A few days ago we explored the series five collaboration between Eric Sykes and Spike Milligan, which produced some of the best Goon Show episodes (in my view, anyway).
The co-writing arrangement didn’t last long, though. After the paperweight incident, the pair wrote alternate episodes – but even then that didn’t mean all was well.
As Sykes recalls in his autobiography If I Don’t Write It Nobody Else Will, towards the end of his stint writing for the Goons he appeared at a Sunday morning rehearsal only to find the cast looking rather downhearted. Producer Peter Eton reluctantly informed him that the script was “not very funny”.
This was an anathema for Sykes.
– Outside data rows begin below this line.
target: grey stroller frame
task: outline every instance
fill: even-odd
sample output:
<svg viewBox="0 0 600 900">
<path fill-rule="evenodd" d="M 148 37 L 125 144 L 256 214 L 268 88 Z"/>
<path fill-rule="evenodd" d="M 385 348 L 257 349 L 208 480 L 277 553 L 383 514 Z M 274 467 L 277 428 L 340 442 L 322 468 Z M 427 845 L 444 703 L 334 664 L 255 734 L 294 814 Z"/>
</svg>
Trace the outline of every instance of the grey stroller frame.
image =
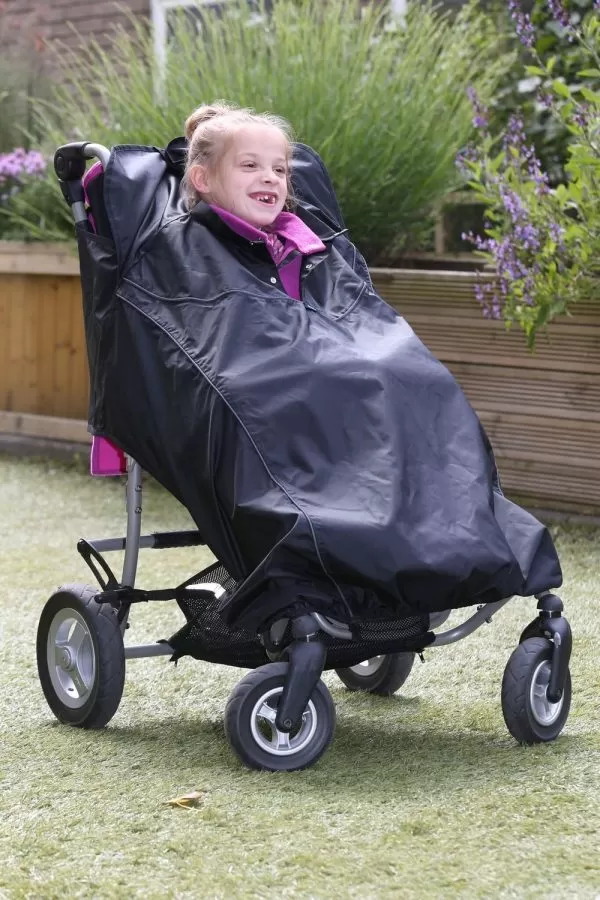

He was wonderfully self-deprecating but had an underlying confidence in his ability as a writer that would not let a criticism like that slide.
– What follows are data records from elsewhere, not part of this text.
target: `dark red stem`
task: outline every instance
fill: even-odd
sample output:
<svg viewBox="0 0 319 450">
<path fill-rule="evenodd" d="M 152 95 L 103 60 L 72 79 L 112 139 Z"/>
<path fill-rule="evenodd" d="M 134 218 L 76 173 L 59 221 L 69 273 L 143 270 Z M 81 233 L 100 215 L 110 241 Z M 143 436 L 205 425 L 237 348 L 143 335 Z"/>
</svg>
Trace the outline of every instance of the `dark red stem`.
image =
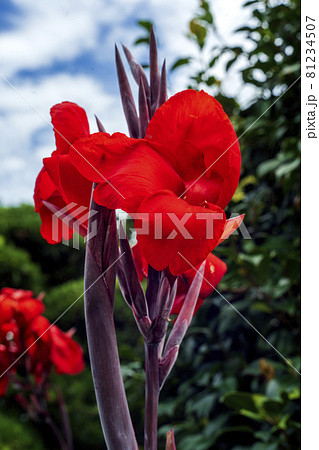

“Perhaps if you put your heart and soul into the lines will come alive,” I rasped. […] As I turned to go, I fired my parting shot: “I will never set foot in a Goon Show studio again.”
(from If I Don’t Write It Nobody Else Will, by Eric Sykes, published by Fourth Estate, 2005)
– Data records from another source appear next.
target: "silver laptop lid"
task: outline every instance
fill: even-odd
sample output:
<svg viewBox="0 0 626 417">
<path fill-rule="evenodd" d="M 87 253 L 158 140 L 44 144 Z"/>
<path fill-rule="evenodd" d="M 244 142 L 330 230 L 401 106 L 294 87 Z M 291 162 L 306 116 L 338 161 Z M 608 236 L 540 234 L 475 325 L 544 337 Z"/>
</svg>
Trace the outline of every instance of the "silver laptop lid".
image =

He was busy enough to not be put off by not working on the Goon Show any more, but did feel somewhat hard done by. Fortunately, after the recording that evening, Peter Sellers tracked him down and declared: “That was the funniest show we’ve ever done.”
Sykes was delighted – but he never did go back into a Goon Show studio.
I’ve tried and tried to work out which show this story refers to, but to no avail. Sykes doesn’t give much detail in his book about dates, but it must have been towards the end of the fifth series. If anyone has any ideas, send me a registered boot.